France To Inspect Nearly 80 Mosques Accused of Radicalisation
Darmanin said in a statement on Twitter that if any prayer hall was found to promote extremism it would be closed down
The French government will launch a "massive and unprecedented" wave of measures to combat religious extremism, Interior Minister Gerald Darmanin said on Wednesday, adding that one step would be to inspect 76 mosques.
Darmanin said in a statement on Twitter that if any prayer hall was found to promote extremism it would be closed down.
The inspections to be carried out on Thursday afternoon are part of a response to two gruesome attacks that particularly shocked France, the beheading of a teacher who showed his pupils cartoons of the Prophet Mohammed and the stabbing to death of three people in a church in Nice.
Darmanin said the fact that only a fraction of the around 2,600 Muslim places of worship in France were suspected of peddling radical theories showed "we are far from a situation of widespread radicalisation".
"Nearly all Muslims in France respect the laws of the Republic and are hurt by that (radicalisation)," he said.
President Emmanuel Macron's government has responded to several deadly Islamist attacks in recent weeks with a promise to crack down on what some public officials have called "the enemy within."
The killing of teacher Samuel Paty, who had shown his pupils cartoons of Mohammed in a class on free speech, sent shockwaves through France, where it was seen as an attack on the republic itself.
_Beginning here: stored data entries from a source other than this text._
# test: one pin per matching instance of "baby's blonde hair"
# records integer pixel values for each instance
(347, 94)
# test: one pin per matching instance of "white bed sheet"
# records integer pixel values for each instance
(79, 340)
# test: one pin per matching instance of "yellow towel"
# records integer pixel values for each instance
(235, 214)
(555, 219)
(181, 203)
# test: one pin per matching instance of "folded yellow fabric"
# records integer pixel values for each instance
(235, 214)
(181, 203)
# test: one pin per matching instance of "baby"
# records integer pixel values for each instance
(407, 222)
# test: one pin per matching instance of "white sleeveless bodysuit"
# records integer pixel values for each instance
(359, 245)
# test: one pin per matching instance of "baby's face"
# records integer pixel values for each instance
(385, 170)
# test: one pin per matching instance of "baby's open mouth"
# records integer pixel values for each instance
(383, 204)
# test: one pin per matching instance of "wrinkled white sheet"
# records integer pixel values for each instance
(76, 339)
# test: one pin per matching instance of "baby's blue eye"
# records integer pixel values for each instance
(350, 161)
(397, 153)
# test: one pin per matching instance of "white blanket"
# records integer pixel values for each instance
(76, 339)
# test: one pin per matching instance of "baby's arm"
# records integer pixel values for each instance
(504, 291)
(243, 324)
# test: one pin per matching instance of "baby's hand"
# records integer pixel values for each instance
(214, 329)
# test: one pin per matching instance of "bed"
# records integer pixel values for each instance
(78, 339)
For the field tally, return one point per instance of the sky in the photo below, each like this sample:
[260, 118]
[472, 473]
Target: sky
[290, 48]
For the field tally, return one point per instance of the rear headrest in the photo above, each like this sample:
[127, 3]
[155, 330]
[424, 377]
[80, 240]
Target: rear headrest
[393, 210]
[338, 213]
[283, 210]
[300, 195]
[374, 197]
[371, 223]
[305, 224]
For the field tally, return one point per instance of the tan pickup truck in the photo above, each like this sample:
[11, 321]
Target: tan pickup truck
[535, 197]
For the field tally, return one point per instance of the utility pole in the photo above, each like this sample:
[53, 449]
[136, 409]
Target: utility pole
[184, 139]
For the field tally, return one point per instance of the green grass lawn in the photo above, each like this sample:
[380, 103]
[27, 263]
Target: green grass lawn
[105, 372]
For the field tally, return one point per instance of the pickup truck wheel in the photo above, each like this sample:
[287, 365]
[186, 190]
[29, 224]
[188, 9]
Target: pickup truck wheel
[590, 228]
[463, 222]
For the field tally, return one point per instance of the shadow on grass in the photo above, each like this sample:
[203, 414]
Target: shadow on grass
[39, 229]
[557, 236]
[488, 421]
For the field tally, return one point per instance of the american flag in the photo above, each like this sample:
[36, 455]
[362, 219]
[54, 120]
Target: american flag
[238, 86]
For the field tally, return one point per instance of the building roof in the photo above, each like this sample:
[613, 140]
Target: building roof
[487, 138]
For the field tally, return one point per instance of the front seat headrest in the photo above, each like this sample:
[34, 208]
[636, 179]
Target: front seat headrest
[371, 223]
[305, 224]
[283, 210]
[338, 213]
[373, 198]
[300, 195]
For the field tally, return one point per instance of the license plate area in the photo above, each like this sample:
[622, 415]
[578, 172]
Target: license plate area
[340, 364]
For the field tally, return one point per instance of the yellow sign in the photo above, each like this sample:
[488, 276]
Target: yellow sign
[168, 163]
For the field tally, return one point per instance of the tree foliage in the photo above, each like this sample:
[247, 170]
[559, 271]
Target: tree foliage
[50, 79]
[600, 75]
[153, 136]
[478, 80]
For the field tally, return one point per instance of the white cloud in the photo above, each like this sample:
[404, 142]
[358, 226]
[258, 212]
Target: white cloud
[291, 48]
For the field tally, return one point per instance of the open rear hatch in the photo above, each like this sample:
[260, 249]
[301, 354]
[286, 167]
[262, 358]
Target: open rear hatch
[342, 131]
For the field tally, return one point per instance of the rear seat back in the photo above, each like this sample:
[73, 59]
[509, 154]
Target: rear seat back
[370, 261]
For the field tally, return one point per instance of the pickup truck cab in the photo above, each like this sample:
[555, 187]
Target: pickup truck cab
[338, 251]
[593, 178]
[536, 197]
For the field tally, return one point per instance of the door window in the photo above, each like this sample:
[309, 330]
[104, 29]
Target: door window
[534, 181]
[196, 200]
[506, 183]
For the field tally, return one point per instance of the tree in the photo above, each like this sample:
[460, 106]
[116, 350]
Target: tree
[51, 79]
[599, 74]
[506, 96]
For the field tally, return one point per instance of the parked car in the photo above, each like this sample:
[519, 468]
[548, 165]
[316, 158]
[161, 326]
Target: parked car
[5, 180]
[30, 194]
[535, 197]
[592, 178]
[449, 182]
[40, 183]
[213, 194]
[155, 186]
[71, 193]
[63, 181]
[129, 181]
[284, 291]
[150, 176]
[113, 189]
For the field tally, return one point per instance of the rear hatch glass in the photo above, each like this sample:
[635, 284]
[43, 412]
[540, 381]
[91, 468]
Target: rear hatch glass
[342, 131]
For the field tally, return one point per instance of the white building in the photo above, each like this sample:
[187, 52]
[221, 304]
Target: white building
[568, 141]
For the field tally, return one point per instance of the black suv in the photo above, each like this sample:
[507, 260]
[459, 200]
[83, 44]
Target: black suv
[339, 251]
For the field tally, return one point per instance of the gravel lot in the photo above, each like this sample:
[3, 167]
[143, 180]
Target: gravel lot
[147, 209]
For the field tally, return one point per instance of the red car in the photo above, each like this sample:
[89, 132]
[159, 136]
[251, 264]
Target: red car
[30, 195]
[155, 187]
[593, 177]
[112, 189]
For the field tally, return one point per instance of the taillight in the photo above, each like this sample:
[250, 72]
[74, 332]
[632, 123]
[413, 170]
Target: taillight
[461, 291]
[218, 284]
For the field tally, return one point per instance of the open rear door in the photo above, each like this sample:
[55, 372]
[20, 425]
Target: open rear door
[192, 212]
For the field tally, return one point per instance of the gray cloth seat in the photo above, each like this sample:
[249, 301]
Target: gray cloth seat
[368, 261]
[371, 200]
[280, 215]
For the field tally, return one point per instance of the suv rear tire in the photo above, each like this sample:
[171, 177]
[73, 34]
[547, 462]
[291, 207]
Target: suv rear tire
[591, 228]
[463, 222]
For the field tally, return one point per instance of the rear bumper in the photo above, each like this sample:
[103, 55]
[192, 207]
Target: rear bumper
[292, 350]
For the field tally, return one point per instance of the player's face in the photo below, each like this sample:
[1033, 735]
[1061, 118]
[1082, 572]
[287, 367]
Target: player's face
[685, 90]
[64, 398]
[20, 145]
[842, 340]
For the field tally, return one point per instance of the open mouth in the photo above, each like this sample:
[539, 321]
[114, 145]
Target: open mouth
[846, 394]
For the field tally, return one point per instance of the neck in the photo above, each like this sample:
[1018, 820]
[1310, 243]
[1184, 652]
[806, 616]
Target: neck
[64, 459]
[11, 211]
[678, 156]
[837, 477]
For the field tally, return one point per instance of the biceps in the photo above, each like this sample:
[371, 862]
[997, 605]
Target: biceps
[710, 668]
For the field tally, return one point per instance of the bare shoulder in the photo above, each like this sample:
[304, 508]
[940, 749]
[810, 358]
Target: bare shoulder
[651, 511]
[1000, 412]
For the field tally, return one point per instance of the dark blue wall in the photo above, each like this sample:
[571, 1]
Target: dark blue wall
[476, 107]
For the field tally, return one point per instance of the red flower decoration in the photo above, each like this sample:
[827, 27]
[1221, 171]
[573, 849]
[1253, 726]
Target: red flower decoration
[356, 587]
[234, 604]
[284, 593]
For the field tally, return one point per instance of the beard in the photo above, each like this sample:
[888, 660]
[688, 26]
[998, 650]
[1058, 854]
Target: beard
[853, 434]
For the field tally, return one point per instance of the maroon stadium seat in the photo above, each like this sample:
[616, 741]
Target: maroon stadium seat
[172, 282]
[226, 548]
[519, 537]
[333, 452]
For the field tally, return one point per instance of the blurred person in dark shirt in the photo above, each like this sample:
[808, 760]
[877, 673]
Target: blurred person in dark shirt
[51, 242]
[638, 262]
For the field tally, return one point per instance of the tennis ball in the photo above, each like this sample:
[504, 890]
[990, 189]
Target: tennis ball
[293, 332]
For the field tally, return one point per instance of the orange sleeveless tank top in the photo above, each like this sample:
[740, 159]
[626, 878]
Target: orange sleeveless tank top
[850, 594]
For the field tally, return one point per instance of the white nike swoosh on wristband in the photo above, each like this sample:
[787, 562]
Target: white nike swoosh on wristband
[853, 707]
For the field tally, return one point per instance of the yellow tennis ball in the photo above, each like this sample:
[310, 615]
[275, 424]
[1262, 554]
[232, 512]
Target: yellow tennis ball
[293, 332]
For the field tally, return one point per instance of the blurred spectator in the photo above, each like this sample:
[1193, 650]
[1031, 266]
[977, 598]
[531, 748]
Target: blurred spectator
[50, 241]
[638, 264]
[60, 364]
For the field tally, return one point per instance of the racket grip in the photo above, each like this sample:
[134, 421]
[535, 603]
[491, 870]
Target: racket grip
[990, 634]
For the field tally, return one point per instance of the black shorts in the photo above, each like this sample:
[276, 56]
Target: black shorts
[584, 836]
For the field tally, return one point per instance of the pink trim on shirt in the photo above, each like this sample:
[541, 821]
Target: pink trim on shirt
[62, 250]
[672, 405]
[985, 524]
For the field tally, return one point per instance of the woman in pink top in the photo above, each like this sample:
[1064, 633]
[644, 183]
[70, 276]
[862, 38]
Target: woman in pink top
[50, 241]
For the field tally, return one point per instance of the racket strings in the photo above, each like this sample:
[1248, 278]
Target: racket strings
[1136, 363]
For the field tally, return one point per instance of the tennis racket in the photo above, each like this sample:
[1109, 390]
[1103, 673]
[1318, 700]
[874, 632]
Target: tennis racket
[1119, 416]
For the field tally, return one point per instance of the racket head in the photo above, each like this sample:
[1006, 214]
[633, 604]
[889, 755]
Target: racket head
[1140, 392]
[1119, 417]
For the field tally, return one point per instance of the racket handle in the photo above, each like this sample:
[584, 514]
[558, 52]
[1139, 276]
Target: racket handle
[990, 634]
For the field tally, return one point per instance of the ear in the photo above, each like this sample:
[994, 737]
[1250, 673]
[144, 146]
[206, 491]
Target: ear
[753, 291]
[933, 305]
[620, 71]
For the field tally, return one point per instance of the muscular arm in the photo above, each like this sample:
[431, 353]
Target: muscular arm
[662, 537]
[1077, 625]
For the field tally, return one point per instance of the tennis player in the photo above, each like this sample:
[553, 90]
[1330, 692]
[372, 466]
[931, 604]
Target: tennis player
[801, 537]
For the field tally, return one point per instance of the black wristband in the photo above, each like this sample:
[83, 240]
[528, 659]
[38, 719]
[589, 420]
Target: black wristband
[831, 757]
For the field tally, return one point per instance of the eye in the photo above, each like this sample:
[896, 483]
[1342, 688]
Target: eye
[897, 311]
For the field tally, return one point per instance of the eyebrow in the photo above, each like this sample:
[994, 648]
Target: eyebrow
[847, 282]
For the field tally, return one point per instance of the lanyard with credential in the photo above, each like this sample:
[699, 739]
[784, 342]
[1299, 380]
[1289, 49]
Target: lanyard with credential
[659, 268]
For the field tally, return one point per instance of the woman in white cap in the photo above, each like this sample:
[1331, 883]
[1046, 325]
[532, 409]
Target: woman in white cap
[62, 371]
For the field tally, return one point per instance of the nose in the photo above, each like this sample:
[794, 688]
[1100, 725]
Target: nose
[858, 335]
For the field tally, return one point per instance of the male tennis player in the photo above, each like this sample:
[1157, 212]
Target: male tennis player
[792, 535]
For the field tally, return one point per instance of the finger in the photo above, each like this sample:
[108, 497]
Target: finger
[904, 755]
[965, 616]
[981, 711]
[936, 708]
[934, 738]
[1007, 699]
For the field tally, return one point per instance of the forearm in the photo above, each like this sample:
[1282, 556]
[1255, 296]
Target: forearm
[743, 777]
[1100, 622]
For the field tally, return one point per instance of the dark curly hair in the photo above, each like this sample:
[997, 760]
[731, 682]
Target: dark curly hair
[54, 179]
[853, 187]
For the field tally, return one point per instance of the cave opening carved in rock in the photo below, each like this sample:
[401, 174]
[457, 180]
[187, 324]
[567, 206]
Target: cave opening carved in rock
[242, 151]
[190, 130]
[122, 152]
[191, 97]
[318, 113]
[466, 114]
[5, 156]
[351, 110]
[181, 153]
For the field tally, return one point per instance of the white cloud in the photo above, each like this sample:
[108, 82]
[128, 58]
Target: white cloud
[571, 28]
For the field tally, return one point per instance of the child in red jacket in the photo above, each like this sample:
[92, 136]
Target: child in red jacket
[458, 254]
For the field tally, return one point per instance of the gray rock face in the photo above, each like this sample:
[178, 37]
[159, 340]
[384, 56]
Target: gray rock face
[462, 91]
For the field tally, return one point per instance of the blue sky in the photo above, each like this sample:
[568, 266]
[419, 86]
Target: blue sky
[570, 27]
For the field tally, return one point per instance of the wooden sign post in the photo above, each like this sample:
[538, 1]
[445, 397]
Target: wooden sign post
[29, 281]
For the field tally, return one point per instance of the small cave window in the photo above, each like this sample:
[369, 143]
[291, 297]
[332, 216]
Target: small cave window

In the aftermath of his murder, the authorities raided dozens of Islamic sports groups, charities, and associations suspected of promoting extremism.
They also ordered the temporary closure of a mosque near Paris that shared a vitriolic video inciting hatred of Paty.
The latest inspections come as Darmanin attempts to fend off fierce criticism over cases of police brutality caught on camera that have forced the ruling party to revise a controversial bill restricting filming of the police.